How to insert Markush and patent number into JChem Tables

User c1ce6b3d19

11-12-2010 12:57:08

A User would like to insert Markush structures and patent numbers from .vmn (Markush DARC format) file.




There are a large number of .vmn files each holding a markush
structure.  These molecules need to be added to a database table and an
additional table column (e.g. "patent_no") added to hold the patent
number.  Most likely you want to use the JChem API.  There may be a few
ways to do this and using the UpdateHandler class is a good way. 



The example uses the following classes: ConnectionHandler, Structure Table Options, and Update Handler.


 



  1. ConnectionHandler is used to open a connection to the database.  Connection information and examples can be found here.

  2. StructureTableOptions is used to set the options for a new markush table.

  3. UpdateHandler is used to create a new table, and add a new markush structure and insert the patent number into an additional column.




    //  Database table name to be created
String markushTableName = "myMarkushLibrary";
    // Additional column to be created
 String patentNumberColumn = "patent_no";

...
//Open a connection to your database

    ConnectionHandler conh = new ConnectionHandler();
conh.setDriver("oracle.jdbc.driver.OracleDriver");
conh.setUrl("jdbc:oracle:thin:@inhale:1521:demodb");
conh.setLoginName("INTERNAL");
conh.setPassword("oracle");
conh.connect();


//Create a new Markush Library table if one does not exist.
StructureTableOptions sto = new StructureTableOptions();
sto.name = markushTableName;
 sto.tableType = StructureTableOptions. TABLE_TYPE_MARKUSH_LIBRARIES;

UpdateHandler uhCreate = new UpdateHandler();
try{
uhCreate.createStructureTable(conh, sto);
} finally {
uhCreate.close();
}

//Read in from a vmn file. This section may need to be repeated inside a for loop to read all vmn files.
String filename = //the file name
String patentNumber = // the patent number parsed from the file name.
byte[] vmnBinary = //the binary structure data read from the file.

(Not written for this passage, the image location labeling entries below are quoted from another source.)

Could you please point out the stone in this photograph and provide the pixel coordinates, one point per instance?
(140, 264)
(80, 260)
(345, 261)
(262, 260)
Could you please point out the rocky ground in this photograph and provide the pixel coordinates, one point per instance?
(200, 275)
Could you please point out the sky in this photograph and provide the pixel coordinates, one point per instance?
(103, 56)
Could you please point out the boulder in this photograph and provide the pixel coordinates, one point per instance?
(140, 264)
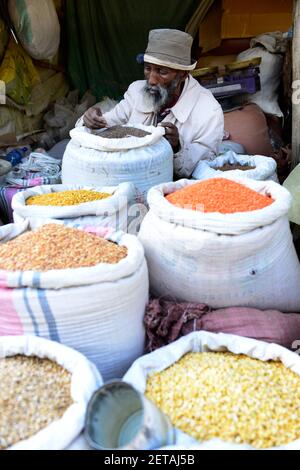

UpdateHandler uh = new UpdateHandler(conh,
UpdateHandler.INSERT, markushTableName, patentNumberColumn);
try {
uh.setStructure(vmnBinary);

//This sets the parsed patent number into the patent Number column.
uh.setValueForAdditionalColumn(1, patentNumber);
 uh.execute();
} finally {
uh.close();
}
...

User 24ceacde10

14-12-2010 20:13:14

The flag UpdateHandler.INSERT should be used instead of UpdateHandler.UPDATE when configuring the UpdateHandler to load structures to a newly created database.

User c1ce6b3d19

15-12-2010 08:06:24

Chris,


You're right.  That was my mistake.  I have now changed the example to replace the UPDATE with INSERT.

User 24ceacde10

15-12-2010 22:30:27

Markush files (*.vmn) may have associated *.amn files, so it is important to read these Markush records completely before loading to the JChem database. The following code illustrates one approach that works.


Assume an array of files of type (*.vmn) present in the same directory is defined.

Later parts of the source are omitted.